Protesto contra cancelamento dos ensaios técnicos reúne sambistas na Sapucaí

Manifestação contra cancelamento dos ensaios técnicos na Sapucaí. Foto: Vinicius Albudane

Manifestação contra cancelamento dos ensaios técnicos na Sapucaí. Foto: Vinicius Albudane

Manifestantes estiveram no sambódromo do Rio neste domingo (7) contra o cancelamento dos ensaios técnicos na Marquês de Sapucaí. Com o título: “O ensaio é nosso, mas é por direito!”, o evento, que organizado no Facebook chegou a despertar interesse em 14 mil internautas e confirmação de presença de 7 mil, não foi realizado com um grande número de pessoas, mas para os organizadores a mensagem foi passada: “haverá resistência”.

“Me sinto feliz, porque acho que tem que partir de alguém a vontade de fazer. As pessoas não compraram a ideia, e isso é triste, desanimador. Mas a gente não pode desanimar, porque do jeito que está não pode ficar. Nem que seja apenas eu sozinho, ou cada um dos meus amigos, não podemos desanimar, nunca. Sempre lutaremos!”, declarou Vinicius Nunes, um dos idealizadores do evento na rede social.

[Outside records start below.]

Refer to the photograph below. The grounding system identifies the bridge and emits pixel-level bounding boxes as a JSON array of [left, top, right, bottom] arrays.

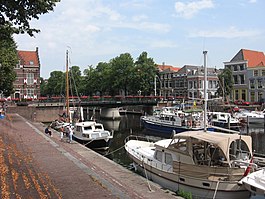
[[14, 96, 160, 108]]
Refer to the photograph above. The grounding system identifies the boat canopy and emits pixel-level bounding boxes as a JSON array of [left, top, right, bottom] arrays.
[[171, 131, 252, 161]]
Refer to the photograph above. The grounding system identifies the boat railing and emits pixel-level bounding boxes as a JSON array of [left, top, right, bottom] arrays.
[[141, 156, 173, 172]]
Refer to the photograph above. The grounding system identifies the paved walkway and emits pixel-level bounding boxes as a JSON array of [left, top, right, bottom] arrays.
[[0, 114, 179, 199]]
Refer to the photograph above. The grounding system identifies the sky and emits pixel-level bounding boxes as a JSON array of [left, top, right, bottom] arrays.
[[15, 0, 265, 78]]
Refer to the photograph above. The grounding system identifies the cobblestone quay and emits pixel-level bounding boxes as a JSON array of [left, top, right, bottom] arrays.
[[0, 114, 179, 199]]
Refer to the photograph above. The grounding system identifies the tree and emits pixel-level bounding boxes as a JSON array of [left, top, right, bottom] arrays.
[[110, 53, 134, 95], [0, 0, 60, 36], [217, 68, 234, 101], [0, 28, 18, 97], [134, 52, 157, 95]]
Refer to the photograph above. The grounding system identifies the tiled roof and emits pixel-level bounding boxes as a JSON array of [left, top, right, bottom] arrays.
[[17, 49, 40, 67], [231, 49, 265, 68], [157, 64, 180, 72]]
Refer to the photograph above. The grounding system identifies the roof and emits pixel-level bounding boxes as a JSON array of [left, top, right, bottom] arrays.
[[17, 48, 40, 67], [174, 131, 252, 157], [157, 64, 180, 72], [231, 49, 265, 68]]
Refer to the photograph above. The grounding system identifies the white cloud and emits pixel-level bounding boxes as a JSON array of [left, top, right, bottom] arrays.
[[189, 27, 262, 39], [175, 0, 214, 19]]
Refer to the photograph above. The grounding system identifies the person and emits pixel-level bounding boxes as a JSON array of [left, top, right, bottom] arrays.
[[45, 126, 52, 137], [67, 125, 73, 143], [60, 126, 64, 141]]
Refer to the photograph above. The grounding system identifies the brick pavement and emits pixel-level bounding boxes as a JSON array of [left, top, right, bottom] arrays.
[[0, 114, 180, 199]]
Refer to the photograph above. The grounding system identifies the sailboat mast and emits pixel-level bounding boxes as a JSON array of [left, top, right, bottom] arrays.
[[65, 50, 70, 122], [203, 51, 208, 132]]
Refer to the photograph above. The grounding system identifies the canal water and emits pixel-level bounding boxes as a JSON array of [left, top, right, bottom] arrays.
[[87, 114, 265, 199], [93, 114, 265, 168]]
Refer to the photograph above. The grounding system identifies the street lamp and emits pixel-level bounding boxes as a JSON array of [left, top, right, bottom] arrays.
[[154, 75, 162, 96]]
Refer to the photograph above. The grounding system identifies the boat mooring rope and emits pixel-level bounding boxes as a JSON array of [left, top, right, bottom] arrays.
[[103, 145, 125, 156], [213, 180, 220, 199]]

Manifestação contra cancelamento dos ensaios técnicos na Sapucaí. Foto: Vinicius Albudane
Manifestação contra cancelamento dos ensaios técnicos na Sapucaí. Foto: Vinicius Albudane

Iniciada por volta das 17h30, a manifestação foi puxada por dois carros de som, que entoaram sambas de enredo do Carnaval de 2018 do Grupo Especial e Série A. Posteriormente, com a chegada de mais pessoas, houve um rodízio de discursos de protesto. As mensagens criticavam a postura do prefeito Marcelo Crivella de cortar verbas e incentivos de atividades culturais da cidade e questionavam a decisão da Liga Independente das Escolas de Samba do Rio de Janeiro, Liesa, de anular a realização dos ensaios.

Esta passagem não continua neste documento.